The resolution also calls on President Barack Obama to not attend the upcoming G8 summit of industrialized nations in Sochi, and to "consider expelling" Russia from the group "given its international aggression."
It urges the administration to work with "our European allies and other countries" to "impose visa, financial, trade, and other sanctions on senior Russian officials, majority state-owned banks and commercial organizations, and other state agencies, as appropriate."
The measure would not carry the force of law, but would instead express House sentiment on the matter, according to committee chairman Ed Royce, who added that he expects bipartisan support when the panel puts it up for a vote as early as Thursday.
Royce said he and the top Democrat on the committee, Rep. Eliot Engel of New York, drafted the proposal.

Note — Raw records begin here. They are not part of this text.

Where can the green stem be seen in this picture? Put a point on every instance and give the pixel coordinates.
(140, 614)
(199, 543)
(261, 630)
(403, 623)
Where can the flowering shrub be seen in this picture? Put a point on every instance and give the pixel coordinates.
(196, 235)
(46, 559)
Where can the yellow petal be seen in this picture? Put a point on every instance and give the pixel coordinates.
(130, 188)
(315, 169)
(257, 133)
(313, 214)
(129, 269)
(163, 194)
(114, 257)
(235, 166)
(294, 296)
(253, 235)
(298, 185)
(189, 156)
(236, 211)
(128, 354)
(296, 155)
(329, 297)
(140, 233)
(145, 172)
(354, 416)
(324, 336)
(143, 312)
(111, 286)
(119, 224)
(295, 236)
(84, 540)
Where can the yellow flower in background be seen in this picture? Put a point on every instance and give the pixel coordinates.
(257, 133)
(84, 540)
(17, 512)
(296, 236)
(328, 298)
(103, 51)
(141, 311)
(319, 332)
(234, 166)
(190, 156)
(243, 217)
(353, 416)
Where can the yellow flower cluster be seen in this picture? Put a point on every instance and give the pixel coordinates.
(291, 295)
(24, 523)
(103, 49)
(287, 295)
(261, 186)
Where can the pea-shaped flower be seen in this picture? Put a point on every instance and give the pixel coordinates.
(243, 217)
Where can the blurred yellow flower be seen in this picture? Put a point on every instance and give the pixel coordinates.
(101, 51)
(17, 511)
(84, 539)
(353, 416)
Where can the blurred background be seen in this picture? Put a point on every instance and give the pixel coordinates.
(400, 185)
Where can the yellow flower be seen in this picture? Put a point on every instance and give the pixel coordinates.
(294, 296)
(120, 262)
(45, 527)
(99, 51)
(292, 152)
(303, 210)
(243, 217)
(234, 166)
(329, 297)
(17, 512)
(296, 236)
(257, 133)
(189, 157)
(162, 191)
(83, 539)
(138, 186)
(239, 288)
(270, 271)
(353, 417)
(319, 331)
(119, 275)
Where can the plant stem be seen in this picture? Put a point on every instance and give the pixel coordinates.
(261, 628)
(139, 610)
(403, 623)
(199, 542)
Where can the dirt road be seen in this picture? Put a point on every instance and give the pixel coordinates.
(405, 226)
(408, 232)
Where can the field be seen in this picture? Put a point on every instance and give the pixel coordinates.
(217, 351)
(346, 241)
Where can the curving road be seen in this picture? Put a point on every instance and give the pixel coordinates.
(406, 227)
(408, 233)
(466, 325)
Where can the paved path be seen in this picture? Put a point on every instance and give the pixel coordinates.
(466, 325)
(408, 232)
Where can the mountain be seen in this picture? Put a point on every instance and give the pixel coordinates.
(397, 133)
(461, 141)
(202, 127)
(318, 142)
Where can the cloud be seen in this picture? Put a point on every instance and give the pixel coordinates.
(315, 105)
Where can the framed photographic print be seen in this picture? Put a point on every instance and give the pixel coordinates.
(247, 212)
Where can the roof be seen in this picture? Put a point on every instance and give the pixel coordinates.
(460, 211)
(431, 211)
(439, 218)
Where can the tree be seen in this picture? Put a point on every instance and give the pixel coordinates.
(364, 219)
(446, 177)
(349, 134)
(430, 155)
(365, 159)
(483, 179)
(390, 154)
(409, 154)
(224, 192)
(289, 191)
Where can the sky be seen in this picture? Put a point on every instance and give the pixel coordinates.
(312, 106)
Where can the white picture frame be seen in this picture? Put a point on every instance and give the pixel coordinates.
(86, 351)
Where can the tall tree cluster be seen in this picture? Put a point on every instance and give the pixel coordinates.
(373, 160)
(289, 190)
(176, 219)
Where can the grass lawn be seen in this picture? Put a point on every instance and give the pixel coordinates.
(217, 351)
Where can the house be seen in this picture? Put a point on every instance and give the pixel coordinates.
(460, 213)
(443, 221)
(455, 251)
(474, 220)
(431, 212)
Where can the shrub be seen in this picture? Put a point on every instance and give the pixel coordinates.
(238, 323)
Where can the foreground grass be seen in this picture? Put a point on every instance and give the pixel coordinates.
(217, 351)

Some top business figures with close ties to Russian President Vladimir Putin "have a tremendous amount of money" in western banks and "they laundered that money to get it there, so it's very susceptible to asset freezes," Royce said.
Royce said the resolution was "a first step," but he stressed that it would serve as direction to the Obama administration and the Kremlin "in terms of where the U.S. Congress stands" on the matter.
Obama and Secretary of State John Kerry have already warned Putin of possible international sanctions and other steps to isolate Russia diplomatically and economically if he escalates the Ukraine crisis.
The goal of such an approach would be to hit Putin where it hurts by weakening the ruble and Russia's economy while avoiding the possibility of igniting an already volatile crisis to a new level of confrontation and possible violence.
Congress will have a say in the focus and size of the U.S. response.
Multiple congressional committees are discussing how to move forward with sanctions against Moscow as well as other legislation aimed at helping Kiev.
A separate loan guarantee package is moving through the House Appropriations Committee, and a senior House Republican leadership aide told CNN a vote on that measure could come as early as Thursday as well.
The Foreign Affairs Committee resolution says the United States should participate with European allies and other countries in a joint effort to "provide Ukraine with financial, economic and technical assistance."
Senate Majority Leader Harry Reid said earlier this week that the United States should only consider sanctions in coordination with Europe.
Some European allies, particularly Germany and France, are balking at sanctions before giving diplomacy a chance.
The Obama administration has already extended $1 billion in loan guarantees to help insulate the Ukrainian economy from the effects of reduced energy subsidies from Russia.